Mereka juga dikenakan Pasal 12E terkait dugaan pemerasan dalam pengurusan dokumen keimigrasian dan Pasal 12B terkait penerimaan gratifikasi.
KPK menegaskan akan terus melakukan penyidikan selama 20 hari pertama untuk mendalami kasus ini.
Profil dan Biodata Saffar Muhammad Godam
Berikut adalah rangkuman profil dan biodata dari Saffar Muhammad Godam:
| Nama Lengkap | Saffar Muhammad Godam, S.H., M.H. |
| Tanggal Lahir | 2 Juni 1965 |
| Usia | 60 tahun (per Juni 2026) |
| Pendidikan | Pendidikan Tinggi Keimigrasian Angkatan ke-16 |
| Jabatan Terakhir | Plt Direktur Jenderal Imigrasi (Oktober 2024 – Juni 2026) |
| Jabatan Sebelumnya |
|
| Harta Kekayaan | Rp 4.716.834.652 (Laporan per 1 Maret 2024 untuk tahun periodik 2023) |
| Status Kasus | Tersangka kasus dugaan korupsi dan pemerasan oleh KPK |
| Media Sosial | Tidak tersedia |
Implikasi Kasus Korupsi Terhadap Institusi Imigrasi
Kasus yang menjerat Saffar Godam ini memberikan pukulan telak terhadap citra institusi Imigrasi.
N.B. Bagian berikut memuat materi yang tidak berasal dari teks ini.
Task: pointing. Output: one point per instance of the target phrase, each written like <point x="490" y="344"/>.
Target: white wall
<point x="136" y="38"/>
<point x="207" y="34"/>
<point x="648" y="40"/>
KPK berharap penanganan kasus ini menjadi peringatan keras bagi seluruh pejabat publik untuk menjunjung tinggi integritas.
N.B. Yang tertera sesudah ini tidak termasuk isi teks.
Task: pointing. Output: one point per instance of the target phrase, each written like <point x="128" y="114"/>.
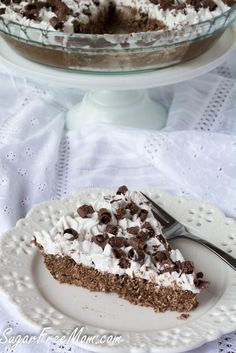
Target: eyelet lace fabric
<point x="193" y="156"/>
Masyarakat menantikan proses hukum yang transparan dan keadilan yang dapat mengembalikan kepercayaan publik terhadap lembaga negara.
Penahanan delapan penyelenggara negara dan sembilan pihak swasta menunjukkan skala masalah korupsi yang kompleks dalam sistem.
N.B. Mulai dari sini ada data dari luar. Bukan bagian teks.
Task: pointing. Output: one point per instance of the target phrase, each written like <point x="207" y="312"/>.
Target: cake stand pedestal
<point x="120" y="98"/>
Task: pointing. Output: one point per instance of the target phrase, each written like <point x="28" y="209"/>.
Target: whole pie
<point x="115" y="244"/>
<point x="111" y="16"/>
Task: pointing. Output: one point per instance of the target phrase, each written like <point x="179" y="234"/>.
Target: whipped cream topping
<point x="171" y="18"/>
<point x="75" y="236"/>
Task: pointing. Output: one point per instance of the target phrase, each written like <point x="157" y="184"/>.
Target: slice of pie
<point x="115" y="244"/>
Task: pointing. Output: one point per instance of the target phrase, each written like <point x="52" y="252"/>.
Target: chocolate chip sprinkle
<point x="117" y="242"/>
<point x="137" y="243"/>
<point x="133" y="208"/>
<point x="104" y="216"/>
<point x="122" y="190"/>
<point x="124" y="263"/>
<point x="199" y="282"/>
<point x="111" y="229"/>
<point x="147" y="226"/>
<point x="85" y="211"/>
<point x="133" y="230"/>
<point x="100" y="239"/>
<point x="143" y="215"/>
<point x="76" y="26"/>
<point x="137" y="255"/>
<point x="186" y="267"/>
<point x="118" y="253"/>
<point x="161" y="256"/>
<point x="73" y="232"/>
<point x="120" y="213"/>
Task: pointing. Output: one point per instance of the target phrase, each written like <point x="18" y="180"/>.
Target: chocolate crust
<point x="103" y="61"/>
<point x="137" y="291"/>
Penyitaan berbagai aset mewah juga menjadi bukti modus operandi kejahatan korupsi yang merugikan negara.
Diharapkan, kasus ini akan membuka jalan bagi reformasi internal di Direktorat Jenderal Imigrasi dan Kementerian Imigrasi dan Pemasyarakatan secara keseluruhan.
Pemerintah dan lembaga terkait harus memastikan bahwa sistem pengawasan diperketat untuk mencegah kejadian serupa di masa mendatang.